Known in the seventeenth and eighteenth centuries as the Jamaica End of
Roxbury, the neighborhood of Jamaica Plain, Massachusetts, evolved from
agrarian farmland for over 200 years into one of the more dynamic and
inclusive neighborhoods of twenty-first century Boston.
Jamaica Plain became one of the earliest streetcar suburbs of Boston
with various forms of transportation linking it to downtown Boston. With
horse drawn streetcars, the Boston & Providence Railroad as well as the
Boston Elevated Railway, by the turn of the twentieth century, the ease
of transportation allowed a thriving nexus of cultures to move to a
community that not only saw tremendous residential and commercial
development, especially with the numerous breweries along the Stony
Brook, but also greenspace and open lands that were laid out by
Frederick Law Olmstead as a part of the Emerald Necklace of Boston. Its
bucolic setting led to Jamaica Plain being called The Eden of America.

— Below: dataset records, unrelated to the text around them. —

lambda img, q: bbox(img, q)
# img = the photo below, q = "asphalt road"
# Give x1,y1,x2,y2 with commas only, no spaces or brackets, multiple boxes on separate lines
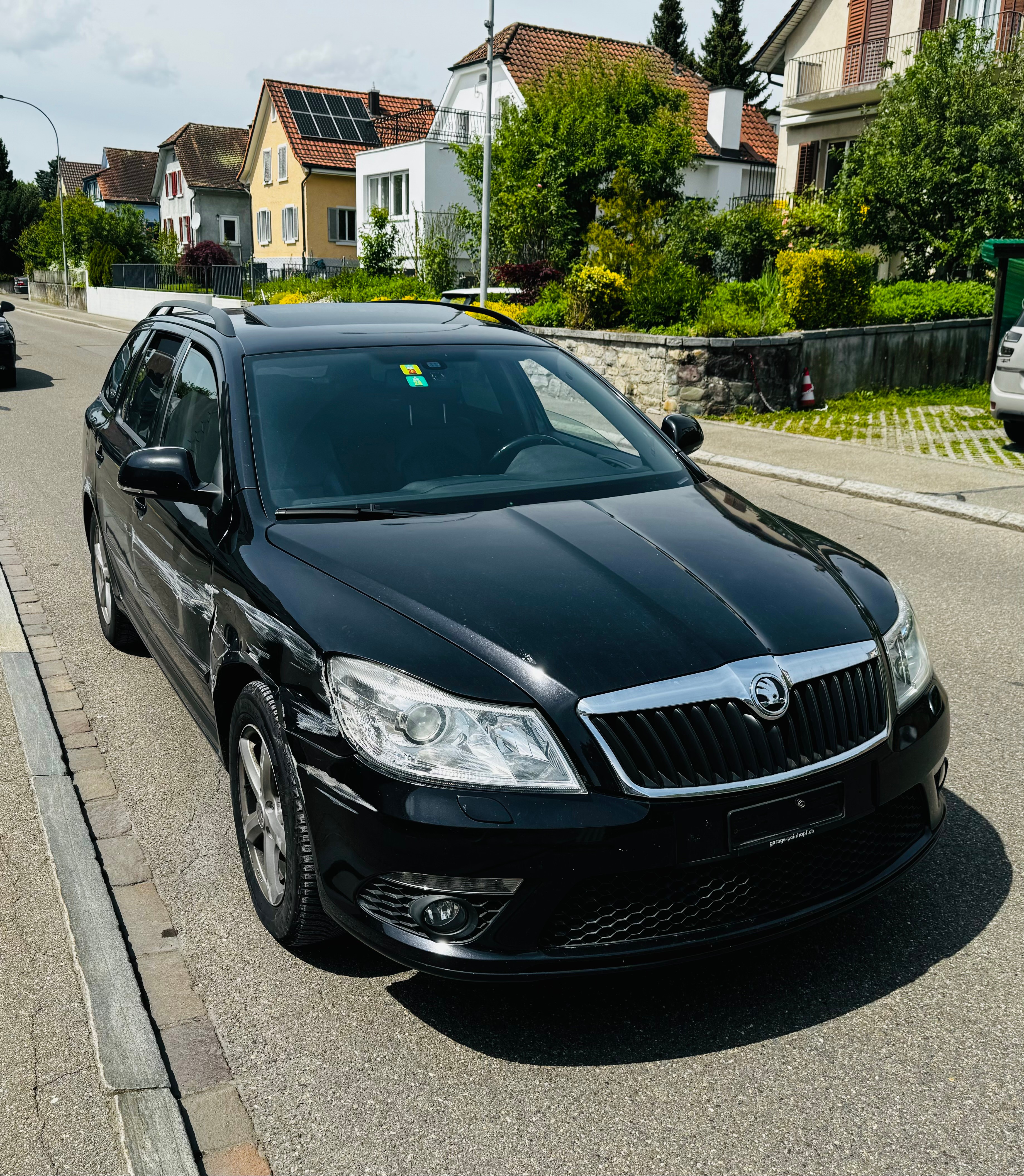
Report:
0,312,1024,1174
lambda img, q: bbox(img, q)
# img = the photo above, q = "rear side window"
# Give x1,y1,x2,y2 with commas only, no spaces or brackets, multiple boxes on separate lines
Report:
160,347,220,486
120,334,182,444
103,331,150,405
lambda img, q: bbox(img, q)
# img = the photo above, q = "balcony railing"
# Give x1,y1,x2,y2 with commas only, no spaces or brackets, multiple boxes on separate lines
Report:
783,12,1024,104
373,106,501,147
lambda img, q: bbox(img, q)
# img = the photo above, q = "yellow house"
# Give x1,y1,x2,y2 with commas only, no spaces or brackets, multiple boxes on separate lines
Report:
238,79,433,269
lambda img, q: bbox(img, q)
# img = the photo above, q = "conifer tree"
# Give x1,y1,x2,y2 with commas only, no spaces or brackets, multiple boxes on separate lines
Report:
647,0,697,69
698,0,767,107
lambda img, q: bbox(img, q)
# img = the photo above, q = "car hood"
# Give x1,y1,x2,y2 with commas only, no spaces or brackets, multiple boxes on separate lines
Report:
267,481,891,697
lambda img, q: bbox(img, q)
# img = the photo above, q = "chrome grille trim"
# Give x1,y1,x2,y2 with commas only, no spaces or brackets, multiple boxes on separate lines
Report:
577,641,892,798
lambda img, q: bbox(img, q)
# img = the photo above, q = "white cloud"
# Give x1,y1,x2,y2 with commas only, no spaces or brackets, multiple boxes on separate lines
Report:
104,34,178,86
0,0,88,53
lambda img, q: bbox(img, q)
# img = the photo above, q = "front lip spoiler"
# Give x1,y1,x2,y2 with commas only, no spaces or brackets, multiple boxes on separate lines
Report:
321,814,946,983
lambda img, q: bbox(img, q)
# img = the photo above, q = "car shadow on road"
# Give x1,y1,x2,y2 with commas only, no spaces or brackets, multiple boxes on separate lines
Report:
388,794,1013,1065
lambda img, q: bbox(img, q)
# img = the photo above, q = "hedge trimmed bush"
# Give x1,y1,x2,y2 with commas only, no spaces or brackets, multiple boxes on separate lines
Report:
565,266,628,331
776,249,877,331
867,282,994,323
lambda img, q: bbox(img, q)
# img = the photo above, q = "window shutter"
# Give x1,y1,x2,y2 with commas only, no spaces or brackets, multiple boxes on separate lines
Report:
796,139,820,193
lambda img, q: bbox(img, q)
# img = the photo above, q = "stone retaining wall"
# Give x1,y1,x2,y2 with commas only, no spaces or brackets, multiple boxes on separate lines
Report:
533,319,990,416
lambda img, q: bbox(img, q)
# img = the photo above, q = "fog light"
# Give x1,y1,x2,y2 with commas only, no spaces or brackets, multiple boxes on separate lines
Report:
408,894,477,938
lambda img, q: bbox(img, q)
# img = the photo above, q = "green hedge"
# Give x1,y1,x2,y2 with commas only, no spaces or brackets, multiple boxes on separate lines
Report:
867,282,993,323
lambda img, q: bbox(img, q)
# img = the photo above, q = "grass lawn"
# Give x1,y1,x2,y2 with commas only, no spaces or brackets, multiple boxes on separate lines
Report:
723,383,1024,467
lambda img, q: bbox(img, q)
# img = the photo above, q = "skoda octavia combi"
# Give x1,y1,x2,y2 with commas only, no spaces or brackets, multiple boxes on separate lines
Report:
82,300,949,979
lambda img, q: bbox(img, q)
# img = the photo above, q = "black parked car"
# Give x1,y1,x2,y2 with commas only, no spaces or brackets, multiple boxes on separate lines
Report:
82,302,949,979
0,302,18,388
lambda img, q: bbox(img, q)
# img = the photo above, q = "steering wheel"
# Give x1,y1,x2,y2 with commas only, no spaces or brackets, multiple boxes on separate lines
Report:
487,433,565,473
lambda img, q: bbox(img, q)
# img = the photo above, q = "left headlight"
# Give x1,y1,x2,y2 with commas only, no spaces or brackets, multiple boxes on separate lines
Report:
327,657,585,793
884,585,931,710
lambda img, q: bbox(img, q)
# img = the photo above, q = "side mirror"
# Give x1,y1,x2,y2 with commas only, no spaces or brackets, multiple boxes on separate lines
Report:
118,446,220,507
662,413,704,453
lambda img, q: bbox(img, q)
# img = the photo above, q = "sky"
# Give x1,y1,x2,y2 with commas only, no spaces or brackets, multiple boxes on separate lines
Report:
0,0,789,180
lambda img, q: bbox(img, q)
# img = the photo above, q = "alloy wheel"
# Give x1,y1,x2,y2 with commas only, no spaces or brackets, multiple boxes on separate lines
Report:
238,723,287,907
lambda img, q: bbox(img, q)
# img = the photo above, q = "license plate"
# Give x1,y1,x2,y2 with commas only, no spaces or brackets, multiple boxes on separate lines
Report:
728,783,845,854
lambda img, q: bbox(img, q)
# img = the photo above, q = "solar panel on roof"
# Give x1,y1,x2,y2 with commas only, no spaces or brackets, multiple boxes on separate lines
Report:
306,89,330,114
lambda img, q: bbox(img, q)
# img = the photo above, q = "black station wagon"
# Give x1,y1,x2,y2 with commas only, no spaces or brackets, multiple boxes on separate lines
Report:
82,300,949,979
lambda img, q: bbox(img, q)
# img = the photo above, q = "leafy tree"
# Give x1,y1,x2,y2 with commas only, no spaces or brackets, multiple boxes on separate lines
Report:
836,21,1024,279
455,48,696,270
699,0,767,107
647,0,697,70
35,159,57,200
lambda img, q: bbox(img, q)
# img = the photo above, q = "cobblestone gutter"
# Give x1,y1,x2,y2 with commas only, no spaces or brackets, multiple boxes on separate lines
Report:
534,319,989,416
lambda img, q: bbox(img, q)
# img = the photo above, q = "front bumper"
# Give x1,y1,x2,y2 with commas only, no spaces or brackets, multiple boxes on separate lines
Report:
292,682,949,980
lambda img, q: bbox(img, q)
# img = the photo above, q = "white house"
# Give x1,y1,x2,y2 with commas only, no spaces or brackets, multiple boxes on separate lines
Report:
355,22,778,269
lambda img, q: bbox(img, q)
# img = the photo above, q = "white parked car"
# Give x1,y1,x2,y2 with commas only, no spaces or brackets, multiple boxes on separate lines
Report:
989,321,1024,446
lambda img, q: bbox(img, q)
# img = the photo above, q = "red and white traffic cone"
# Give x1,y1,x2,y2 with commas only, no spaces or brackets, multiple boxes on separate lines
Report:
800,368,815,408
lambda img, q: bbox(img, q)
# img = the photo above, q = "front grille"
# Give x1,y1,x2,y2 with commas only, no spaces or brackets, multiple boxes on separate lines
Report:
359,879,511,937
540,788,926,951
590,657,888,788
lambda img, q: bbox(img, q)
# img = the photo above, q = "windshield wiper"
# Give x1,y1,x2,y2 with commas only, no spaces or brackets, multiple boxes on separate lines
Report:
274,502,424,522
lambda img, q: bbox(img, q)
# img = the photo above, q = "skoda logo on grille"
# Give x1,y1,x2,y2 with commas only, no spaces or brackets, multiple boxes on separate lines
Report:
750,674,790,718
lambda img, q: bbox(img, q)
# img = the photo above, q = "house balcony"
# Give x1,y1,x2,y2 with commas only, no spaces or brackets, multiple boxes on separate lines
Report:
783,11,1024,112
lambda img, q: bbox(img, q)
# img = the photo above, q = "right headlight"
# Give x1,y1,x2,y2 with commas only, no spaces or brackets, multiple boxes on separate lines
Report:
884,585,931,710
327,656,585,793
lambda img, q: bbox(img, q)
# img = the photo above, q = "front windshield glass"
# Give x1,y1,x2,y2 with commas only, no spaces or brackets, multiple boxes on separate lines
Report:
245,346,690,513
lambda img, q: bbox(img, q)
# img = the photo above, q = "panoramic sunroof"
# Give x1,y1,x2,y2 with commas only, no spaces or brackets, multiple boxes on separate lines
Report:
285,89,380,147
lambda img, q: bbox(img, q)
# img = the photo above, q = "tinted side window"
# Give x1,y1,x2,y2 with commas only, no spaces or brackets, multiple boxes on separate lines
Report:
104,331,148,405
160,347,220,485
120,335,182,444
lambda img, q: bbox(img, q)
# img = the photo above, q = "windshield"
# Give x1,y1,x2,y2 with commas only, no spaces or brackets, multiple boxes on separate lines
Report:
245,346,689,513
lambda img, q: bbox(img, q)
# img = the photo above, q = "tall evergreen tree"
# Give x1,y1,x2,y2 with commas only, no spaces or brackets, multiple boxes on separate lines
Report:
647,0,697,69
35,159,57,200
699,0,767,107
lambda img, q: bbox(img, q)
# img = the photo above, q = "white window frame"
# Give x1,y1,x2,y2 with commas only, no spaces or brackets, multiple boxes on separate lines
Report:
366,170,408,220
327,205,355,245
281,205,299,245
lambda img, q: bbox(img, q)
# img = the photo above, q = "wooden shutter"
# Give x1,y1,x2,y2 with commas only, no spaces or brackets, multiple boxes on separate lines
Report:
796,139,820,192
920,0,946,28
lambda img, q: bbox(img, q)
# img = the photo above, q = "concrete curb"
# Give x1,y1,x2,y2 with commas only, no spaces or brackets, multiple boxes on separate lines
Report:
0,564,198,1176
694,453,1024,532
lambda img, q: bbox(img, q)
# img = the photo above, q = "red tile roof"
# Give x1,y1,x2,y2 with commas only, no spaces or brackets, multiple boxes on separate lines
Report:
154,122,248,189
96,147,160,204
451,21,779,163
252,78,433,172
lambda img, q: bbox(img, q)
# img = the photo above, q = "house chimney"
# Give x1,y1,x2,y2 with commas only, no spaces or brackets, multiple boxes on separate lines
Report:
707,86,743,155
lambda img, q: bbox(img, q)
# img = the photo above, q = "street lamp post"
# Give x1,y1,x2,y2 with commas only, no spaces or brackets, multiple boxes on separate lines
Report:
0,96,70,307
480,0,494,306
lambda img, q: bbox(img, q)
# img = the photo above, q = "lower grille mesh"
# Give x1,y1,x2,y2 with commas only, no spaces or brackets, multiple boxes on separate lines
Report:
540,788,926,951
359,879,510,936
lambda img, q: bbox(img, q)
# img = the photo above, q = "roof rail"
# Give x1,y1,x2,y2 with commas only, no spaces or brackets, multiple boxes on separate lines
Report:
374,297,530,335
148,297,234,339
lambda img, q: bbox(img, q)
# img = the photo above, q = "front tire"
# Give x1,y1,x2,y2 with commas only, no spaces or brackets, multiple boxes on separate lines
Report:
89,514,142,653
230,682,339,948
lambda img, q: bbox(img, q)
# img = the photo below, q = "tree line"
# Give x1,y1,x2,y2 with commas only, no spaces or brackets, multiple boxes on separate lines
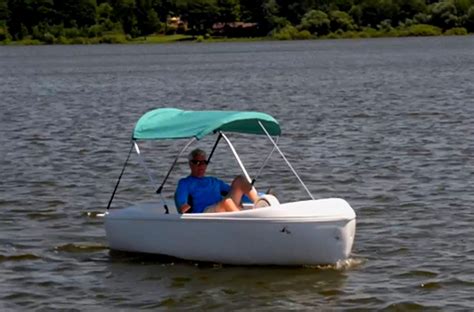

In the twentieth century, Jamaica Plain was also to become the location
of numerous hospitals and institutions that provided care for
Bostonians. The Faulkner, Washington, Shattuck, Vincent Memorial,
Massachusetts Osteopathic and the Veterans Administration Hospitals; the
New England Home for Little Wanderers and the Trinity Church Home; the
Boston School of Physical Education, the Eliot School, the Perkins
School for the Blind and the Nursery for Blind Babies; the Massachusetts
Society for the Prevention of Cruelty to Animals and the Children's
Museum all contributed to Jamaica Plain's pride of place in Boston.
In this photographic history of Jamaica Plain, Anthony M. Sammarco, with
contemporary photographs by Peter B. Kingman, has created a fascinating
book that chronicles the neighborhood from the late nineteenth century
through to the twenty-first century.